The region’s transportation needs, especially Las Vegas’, are also great. Passenger rail service to Las Vegas doesn’t exist; neither does an interstate highway linking Phoenix and Las Vegas.
Reid, however, blanched at the idea of pouring more billions of dollars, and tons of concrete, into more highways.
“Our highways are jam-packed and, frankly, studies have been done that adding more lanes is not the answer,” Reid said, adding that after the Ivanpah Airport, planned for southwest of Las Vegas, “we’re through” being able to build more big, expensive airports.
“The one leg we stay away from is rail,” he added. “I don’t want to beat up on John McCain — that will take place a week from today — but for 11 years he has fought Amtrak and it has really hurt.”
Las Vegas lost Amtrak service in 1997. The nearest station is in Kingman, Ariz., about 100 miles to the south.
A recent bill will help Amtrak, but “we need to spend billions to bring it up to snuff,” Reid said.
Even then, however, it will largely help only the East Coast because fewer Amtrak lines serve the West, Reid added.
“I love maglev,” he said, referring to magnetic levitation, a system for high-speed trains that has long been talked about as a way to connect Los Angeles and Las Vegas.
Jacob Snow, Regional Transportation Commission of Southern Nevada general manager, said his vision for high-speed rail is shared by other Southwest transportation leaders. Now what’s needed, he said to Reid, is an “intermountain congressional caucus” to speed up the process.

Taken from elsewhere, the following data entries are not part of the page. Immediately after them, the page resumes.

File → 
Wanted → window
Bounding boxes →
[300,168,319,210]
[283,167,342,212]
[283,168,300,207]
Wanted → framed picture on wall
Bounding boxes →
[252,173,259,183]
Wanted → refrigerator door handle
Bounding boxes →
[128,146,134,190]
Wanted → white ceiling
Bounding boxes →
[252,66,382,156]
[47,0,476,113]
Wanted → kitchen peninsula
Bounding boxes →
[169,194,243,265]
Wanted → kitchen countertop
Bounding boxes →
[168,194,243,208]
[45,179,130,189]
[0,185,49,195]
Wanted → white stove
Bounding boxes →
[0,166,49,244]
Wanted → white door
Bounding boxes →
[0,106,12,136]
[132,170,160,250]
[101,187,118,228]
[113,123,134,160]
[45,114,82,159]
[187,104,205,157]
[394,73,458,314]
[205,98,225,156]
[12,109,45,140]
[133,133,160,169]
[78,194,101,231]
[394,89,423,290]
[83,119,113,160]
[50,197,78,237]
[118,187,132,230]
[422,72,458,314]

But Reid rejected the idea.
“I gave up on caucuses,” he said. “I won’t be part of one coming out of the Senate.”
The difficulty of getting a caucus together was somewhat underscored by the failure of Nevada’s other U.S. senator, John Ensign, to show up for Tuesday’s forum.
At the end of the event, the discussion came back around to what Reid and the report said needed to be done: Unite leaders from the five Intermountain West states.
Brian Greenspun, a Brookings trustee and editor of the Las Vegas Sun, asked for a show of hands from those who felt “motivated” to do something toward creating the interstate group that both Reid and Brookings called for. About 100 hands went up.
“People need to walk out of here with a different mind-set,” said Rory Reid, Clark County Commission chairman. “And not think about what they need to do or what their organization needs to do, but who they can join with and who their partners can be.”
Terry Murphy, a longtime political consultant, said the entire tone of Tuesday’s conversations was one of “we can do this.”
“Thought was beginning to take shape,” she said. “We have to start somewhere, and if we don’t start planning together now, 10 years from now we will wish that we had.”